Gamma-uil
Hoewel deze nachtuil meestal in augustus zijn hoogtijdagen viert, wordt de gamma-uil dit jaar opvallend veel in september gezien. Dat mag dan opvallend zijn, de vlinder zelf is dat niet. Het is één van de vele bruine nachtvlinders. Maar dan wel met een wit tekentje op elke voorvleugel. Sommigen zien er een pistool in, anderen een scheve wichelroede, maar niemand ontkent dat het lijt op een Griekse y oftewel gamma. Vandaar de naam van de vlinder. Er zijn ook jota-uilen. Deltavliegers bestaan ook, maar zijn geen insecten.
Voor nachtvlinders vliegen gamma-uilen nogal lichtzinnig overdag. Dan zijn ze te zien op bloemen, waarbij ze allerlei soorten goekeuren, als er maar nectar inzit. Hoewel klaver een streepje voor heeft. De vlinder op de foto zit ook op klaver. Zittend op bloem of blad laten gamma-uilen soms hun vleugels trillen. Daar krijgen ze het warm van. ’s Avonds snorren ze rond lantaarns en buitenlampen.
Ze zijn even ruimdenkend in bloemenkeus als in verblijfplaats. Waar nectar is, kun je gamma-uilen zien. Midden in de stad, waar iets bloeit in de uitsparing rond een straatboom, kunnen ze te vinden zijn. Je denkt: wat moet zo’n beest zo ver de stad in, maar gamma-uilen malen niet om een kilometer meer of minder. Het zijn trekvlinders.

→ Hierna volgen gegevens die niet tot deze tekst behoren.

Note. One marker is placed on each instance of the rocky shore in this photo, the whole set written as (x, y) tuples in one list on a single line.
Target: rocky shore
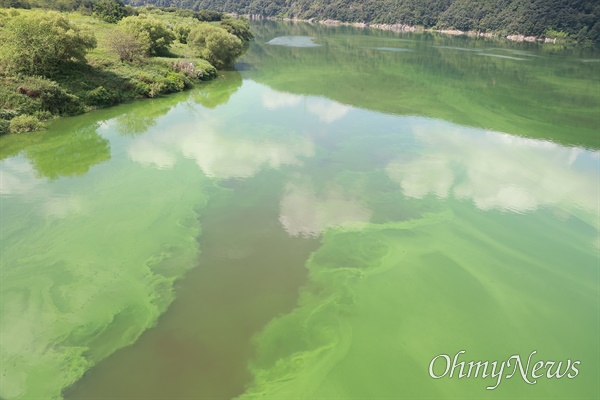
[(408, 28)]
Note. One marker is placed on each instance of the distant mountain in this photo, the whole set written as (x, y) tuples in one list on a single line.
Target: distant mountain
[(579, 20)]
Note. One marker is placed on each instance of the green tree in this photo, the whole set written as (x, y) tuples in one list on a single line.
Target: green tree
[(238, 27), (127, 46), (215, 45), (39, 43), (154, 35)]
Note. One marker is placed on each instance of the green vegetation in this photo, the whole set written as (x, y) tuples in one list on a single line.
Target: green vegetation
[(65, 63), (578, 19), (487, 83), (40, 43)]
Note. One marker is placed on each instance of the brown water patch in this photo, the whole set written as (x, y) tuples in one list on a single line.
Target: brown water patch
[(249, 271)]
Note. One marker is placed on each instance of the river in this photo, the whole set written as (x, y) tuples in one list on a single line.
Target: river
[(322, 222)]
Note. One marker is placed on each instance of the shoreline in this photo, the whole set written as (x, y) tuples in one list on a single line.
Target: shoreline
[(408, 28)]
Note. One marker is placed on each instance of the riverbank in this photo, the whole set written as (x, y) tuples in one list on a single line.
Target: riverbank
[(105, 77), (409, 28)]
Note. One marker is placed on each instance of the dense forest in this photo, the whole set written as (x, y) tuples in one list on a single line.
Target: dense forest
[(96, 53), (576, 20)]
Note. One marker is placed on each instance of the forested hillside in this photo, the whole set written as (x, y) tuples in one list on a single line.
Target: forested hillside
[(577, 20)]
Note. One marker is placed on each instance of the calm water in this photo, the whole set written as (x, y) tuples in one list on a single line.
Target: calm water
[(320, 223)]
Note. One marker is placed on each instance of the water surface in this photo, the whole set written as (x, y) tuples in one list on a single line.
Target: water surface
[(320, 224)]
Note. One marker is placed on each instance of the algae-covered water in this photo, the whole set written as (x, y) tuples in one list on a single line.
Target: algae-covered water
[(322, 222)]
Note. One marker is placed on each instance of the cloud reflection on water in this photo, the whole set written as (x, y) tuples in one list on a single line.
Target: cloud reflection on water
[(304, 212), (497, 171)]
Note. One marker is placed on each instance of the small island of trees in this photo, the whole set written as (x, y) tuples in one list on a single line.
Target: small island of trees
[(77, 55)]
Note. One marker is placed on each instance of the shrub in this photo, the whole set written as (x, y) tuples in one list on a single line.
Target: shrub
[(99, 97), (127, 45), (4, 127), (43, 115), (154, 35), (25, 123), (215, 45), (110, 10), (38, 43), (28, 94)]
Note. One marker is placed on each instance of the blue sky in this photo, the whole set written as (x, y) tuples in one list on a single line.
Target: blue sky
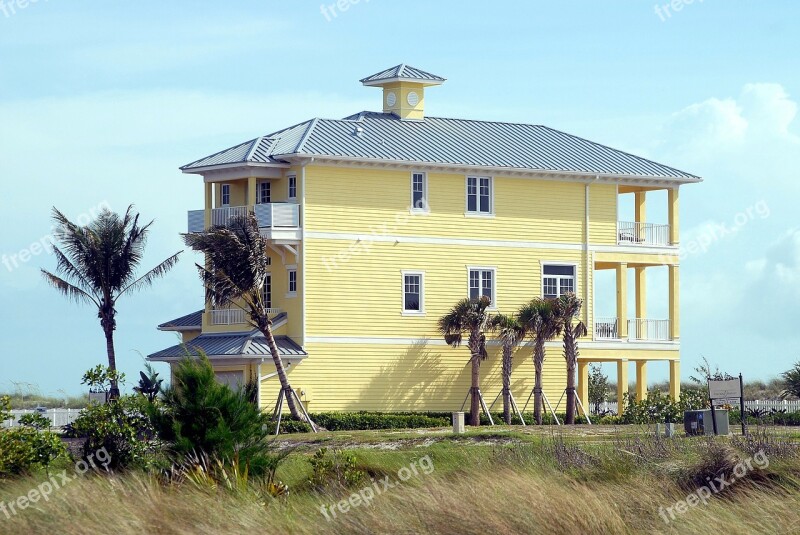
[(101, 103)]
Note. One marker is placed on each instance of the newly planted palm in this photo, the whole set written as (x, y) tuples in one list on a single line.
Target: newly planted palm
[(569, 307), (540, 320), (510, 333), (236, 271), (98, 264), (470, 318)]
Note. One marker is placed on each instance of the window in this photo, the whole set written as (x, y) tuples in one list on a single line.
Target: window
[(419, 192), (557, 280), (412, 293), (479, 195), (481, 283), (225, 189), (267, 293), (264, 194)]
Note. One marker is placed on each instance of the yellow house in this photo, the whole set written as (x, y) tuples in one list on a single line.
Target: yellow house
[(379, 222)]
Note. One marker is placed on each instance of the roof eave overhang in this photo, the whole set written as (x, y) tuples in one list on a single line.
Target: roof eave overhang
[(396, 79), (574, 176)]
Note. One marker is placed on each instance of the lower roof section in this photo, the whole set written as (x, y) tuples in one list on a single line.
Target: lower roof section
[(236, 345)]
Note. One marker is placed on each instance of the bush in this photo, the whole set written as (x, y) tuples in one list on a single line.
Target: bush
[(201, 415), (122, 427), (23, 449), (34, 420)]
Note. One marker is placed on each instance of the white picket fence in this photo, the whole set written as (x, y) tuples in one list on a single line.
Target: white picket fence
[(766, 404), (57, 417)]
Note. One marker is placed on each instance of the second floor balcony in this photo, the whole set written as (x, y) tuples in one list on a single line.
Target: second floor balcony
[(281, 217)]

Ze komen ’s zomers met vele uit Zuid-Europa aangefladderd en trekken zich in de herfst weer terug, want de Nederlandse winter zouden ze niet overleven.
Hoewel een gamma-rups een zachte winter wel doorkomt. Als het klimaat verder verandert, kunnen we gamma-uilen waarschijnlijk als standvlinder verwelkomen. In de zomer planten ze zich hier al voort. De rupsen verpoppen zich in coconnen van glanzend zilverdraad.